How do I get Visual Studio Code to trust our self-signed proxy certificate?
Our corporate firewall/proxy is keeping VS Code from being able to install extensions because Code doesn't trust something in the chain. It doesn't reliably give an error, but when it does, it's this: "self signed certificate in certificate chain".
This seems like it's an OpenSSL error, but I don't have enough familiarity with OpenSSL to know how to trust the certificate?
This is a terrible answer (not very secure), but appears to be the current Microsoft official answer. Use "http.proxyStrictSSL": false
in your settings.json file.
This should work to get around the issue of installing extensions inside a corporate network, but I'd recommend disabling the setting if you are going to be working from home/coffee shop and not connected to the corporate VPN.
https://github.com/Microsoft/vscode/issues/3492
I was having the same issue, not when installing an extension, but when a certain extension was trying to download data. Adding "http.proxyStrictSSL": false
to my settings file did not work.
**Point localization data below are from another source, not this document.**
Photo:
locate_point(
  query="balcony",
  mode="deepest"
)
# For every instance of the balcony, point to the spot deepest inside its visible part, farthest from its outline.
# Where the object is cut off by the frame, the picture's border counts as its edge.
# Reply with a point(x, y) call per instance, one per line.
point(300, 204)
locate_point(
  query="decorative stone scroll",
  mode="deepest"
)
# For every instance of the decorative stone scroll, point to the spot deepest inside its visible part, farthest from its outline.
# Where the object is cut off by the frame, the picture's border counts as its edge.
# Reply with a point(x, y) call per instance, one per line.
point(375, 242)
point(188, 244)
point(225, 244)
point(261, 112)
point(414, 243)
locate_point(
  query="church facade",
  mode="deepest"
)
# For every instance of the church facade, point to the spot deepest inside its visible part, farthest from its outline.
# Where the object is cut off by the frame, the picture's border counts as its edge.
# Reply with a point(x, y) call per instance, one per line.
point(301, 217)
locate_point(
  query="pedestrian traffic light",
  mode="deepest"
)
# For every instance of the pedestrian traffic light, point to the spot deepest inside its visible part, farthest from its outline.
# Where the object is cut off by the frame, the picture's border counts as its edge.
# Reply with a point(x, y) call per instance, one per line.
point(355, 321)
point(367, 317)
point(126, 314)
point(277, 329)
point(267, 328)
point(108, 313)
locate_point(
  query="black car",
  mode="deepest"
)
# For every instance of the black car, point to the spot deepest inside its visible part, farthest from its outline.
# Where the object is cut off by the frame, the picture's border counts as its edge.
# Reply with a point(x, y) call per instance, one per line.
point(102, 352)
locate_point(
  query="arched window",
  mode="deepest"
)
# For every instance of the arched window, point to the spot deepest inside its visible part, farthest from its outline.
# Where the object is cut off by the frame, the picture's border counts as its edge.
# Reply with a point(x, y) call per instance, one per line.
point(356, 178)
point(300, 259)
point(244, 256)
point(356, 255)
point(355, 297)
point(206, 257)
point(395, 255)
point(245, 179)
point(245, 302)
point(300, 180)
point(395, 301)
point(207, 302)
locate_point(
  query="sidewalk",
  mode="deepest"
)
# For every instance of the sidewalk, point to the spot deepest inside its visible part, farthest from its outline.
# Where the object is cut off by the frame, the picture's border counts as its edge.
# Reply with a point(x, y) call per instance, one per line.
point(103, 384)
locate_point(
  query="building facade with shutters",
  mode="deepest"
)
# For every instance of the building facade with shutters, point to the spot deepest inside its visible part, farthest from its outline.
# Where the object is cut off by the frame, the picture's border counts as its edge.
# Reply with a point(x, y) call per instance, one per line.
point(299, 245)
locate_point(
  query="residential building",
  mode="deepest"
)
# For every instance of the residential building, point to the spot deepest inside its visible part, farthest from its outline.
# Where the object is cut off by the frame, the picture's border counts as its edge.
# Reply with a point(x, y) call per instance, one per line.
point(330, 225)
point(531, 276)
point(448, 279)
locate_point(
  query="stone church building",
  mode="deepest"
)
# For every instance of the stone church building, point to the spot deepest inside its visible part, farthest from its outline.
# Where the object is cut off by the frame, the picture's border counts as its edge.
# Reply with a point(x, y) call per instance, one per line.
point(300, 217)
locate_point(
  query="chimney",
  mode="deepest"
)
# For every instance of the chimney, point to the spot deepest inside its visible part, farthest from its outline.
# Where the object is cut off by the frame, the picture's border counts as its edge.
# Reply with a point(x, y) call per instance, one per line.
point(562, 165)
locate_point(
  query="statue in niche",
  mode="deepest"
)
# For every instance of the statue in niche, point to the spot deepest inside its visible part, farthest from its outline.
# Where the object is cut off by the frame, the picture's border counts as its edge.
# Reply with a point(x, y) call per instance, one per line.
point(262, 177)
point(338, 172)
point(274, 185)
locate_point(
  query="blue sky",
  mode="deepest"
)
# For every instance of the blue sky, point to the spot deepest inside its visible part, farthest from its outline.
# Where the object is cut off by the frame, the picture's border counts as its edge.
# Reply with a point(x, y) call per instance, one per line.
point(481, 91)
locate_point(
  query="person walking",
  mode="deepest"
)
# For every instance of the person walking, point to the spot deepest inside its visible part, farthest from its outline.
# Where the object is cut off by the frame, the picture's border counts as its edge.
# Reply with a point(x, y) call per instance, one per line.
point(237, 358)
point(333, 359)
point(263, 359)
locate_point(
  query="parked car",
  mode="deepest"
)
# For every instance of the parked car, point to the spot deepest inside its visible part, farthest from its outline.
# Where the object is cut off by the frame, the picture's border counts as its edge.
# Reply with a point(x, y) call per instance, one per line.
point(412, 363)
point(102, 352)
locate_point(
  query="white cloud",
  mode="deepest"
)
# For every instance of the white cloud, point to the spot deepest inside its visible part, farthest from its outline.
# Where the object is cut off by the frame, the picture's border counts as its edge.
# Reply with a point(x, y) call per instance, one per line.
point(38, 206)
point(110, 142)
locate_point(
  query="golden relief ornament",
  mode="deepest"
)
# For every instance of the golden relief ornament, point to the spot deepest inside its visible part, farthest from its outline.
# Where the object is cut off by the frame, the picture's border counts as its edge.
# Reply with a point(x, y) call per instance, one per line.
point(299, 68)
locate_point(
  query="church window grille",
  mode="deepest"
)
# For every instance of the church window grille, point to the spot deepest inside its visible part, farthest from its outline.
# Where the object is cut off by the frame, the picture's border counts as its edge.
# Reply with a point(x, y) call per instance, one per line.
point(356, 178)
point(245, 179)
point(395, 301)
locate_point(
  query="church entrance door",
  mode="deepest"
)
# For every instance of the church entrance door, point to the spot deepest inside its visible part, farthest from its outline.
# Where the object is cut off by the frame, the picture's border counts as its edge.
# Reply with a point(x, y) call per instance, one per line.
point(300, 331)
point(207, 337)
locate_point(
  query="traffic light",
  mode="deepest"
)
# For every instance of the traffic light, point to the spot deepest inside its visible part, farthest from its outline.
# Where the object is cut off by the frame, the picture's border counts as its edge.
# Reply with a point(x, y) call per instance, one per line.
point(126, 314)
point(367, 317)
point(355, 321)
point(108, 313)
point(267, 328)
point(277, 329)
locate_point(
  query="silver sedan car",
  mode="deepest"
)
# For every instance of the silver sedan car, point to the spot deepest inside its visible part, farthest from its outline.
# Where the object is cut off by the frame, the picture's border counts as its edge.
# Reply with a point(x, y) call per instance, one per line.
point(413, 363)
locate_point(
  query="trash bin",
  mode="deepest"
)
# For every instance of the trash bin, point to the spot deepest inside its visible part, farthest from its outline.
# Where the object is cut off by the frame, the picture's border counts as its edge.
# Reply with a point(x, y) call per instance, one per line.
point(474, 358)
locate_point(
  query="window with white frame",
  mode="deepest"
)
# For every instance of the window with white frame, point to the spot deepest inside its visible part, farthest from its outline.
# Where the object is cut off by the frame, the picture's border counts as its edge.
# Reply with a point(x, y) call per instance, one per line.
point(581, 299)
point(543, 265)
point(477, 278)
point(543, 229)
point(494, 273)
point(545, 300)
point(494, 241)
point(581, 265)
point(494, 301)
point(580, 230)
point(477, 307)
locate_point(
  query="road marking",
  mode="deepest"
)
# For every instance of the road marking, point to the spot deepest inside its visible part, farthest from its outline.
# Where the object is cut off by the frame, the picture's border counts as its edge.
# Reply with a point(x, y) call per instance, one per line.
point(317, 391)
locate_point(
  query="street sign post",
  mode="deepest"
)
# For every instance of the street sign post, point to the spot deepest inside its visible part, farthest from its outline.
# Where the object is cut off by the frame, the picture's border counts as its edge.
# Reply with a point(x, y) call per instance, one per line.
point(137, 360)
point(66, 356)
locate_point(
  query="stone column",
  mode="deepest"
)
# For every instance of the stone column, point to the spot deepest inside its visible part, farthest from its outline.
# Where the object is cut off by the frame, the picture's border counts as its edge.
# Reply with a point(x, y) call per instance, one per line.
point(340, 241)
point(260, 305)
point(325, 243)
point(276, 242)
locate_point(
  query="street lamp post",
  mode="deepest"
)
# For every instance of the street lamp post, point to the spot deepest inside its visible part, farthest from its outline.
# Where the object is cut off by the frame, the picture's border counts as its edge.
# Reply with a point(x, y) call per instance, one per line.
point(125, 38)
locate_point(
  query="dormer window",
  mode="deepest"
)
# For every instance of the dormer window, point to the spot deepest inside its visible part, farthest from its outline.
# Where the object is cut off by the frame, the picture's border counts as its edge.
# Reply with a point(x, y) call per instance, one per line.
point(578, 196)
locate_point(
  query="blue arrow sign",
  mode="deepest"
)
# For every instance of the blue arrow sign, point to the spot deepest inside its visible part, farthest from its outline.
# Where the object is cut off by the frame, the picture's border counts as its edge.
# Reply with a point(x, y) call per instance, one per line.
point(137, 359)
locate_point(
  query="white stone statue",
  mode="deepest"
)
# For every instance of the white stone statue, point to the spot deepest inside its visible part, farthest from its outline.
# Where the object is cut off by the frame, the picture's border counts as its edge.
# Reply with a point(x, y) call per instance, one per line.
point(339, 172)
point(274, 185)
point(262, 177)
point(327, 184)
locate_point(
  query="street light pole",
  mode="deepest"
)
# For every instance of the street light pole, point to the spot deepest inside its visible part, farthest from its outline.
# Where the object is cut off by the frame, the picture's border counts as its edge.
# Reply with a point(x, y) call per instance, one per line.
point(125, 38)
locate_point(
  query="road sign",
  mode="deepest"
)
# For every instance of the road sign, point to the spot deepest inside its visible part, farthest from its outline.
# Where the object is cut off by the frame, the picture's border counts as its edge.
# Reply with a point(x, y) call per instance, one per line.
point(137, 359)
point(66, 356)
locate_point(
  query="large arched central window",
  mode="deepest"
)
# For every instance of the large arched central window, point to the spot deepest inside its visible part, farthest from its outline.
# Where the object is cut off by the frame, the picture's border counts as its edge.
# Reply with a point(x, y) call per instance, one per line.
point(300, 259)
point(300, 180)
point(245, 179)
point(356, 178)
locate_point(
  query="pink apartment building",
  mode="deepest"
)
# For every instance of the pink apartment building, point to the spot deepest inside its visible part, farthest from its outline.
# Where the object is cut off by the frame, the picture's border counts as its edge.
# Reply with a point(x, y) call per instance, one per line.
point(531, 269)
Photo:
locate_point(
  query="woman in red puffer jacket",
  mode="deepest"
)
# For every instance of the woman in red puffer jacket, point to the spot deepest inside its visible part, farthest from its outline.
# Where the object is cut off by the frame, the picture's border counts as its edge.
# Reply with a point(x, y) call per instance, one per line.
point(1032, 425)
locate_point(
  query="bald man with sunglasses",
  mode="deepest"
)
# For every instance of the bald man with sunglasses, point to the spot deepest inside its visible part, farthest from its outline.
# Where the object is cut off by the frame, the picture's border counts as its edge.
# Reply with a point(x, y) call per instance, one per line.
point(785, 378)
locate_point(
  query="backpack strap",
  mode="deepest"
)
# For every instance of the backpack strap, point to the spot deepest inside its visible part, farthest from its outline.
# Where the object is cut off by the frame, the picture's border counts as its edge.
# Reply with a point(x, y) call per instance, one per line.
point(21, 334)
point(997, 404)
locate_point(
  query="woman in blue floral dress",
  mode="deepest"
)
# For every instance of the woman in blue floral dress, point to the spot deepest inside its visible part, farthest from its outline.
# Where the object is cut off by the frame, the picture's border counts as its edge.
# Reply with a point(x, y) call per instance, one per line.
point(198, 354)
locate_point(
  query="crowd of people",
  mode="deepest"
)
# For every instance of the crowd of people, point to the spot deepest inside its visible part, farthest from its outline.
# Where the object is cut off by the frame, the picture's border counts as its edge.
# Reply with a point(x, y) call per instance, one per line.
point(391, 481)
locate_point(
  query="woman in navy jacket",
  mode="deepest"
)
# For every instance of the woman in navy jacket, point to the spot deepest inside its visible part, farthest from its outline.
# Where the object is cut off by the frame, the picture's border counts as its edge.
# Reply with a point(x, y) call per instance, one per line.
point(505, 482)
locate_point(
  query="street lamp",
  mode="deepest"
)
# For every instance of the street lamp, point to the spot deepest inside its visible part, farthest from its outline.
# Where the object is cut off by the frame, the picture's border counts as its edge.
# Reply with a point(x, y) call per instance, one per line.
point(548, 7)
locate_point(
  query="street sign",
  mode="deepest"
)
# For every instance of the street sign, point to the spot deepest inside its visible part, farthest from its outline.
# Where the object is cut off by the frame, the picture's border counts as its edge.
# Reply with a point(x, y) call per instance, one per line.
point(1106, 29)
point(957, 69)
Disabling SSL is also a really bad idea.
The resolution was to install the Visual Studio Code win-ca plugin which makes trusted Windows certificates available to extensions.
There is actually a better way:
Since VS Code is built on Chromium the "proxy settings should be picked up automatically" from Google Chrome/Chromium. So if you add your self-signed certificate in Chrome/Chromium by going to:
chrome://settings/privacy
- Manage certificates
- Authorities / Import
- Select and import your certificate (pem-file)
- Restart VS Code
I was able to download VS Code extensions despite being behind a corporate proxy.
Remark: Ubuntu 18.04 and VS Code works only with Chrome and not Chromium.
EDIT: Still works in 2021 on Big Sur and Catalina, maybe others
First, make sure that the certificates are installed and trusted (I have them in the System category).
Then, go into VScode settings, Application, Proxy, and UNCHECK the "System certificates" option. Restart vscode and RE-CHECK it. Restart again, and it works.
No idea why you have to do this, but it worked for me. I was very surprised. The error I was getting in the developer console (Help - toggle developer tools - console tab) was "self signed certificate in certificate chain".
I had to add the corporate certificate as a root CA to my local NSS store to get this to work.
certutil -d sql:$HOME/.pki/nssdb -A -t "C,," -n <certificate nickname> -i <certificate filename>
See this GitHub issue for more info.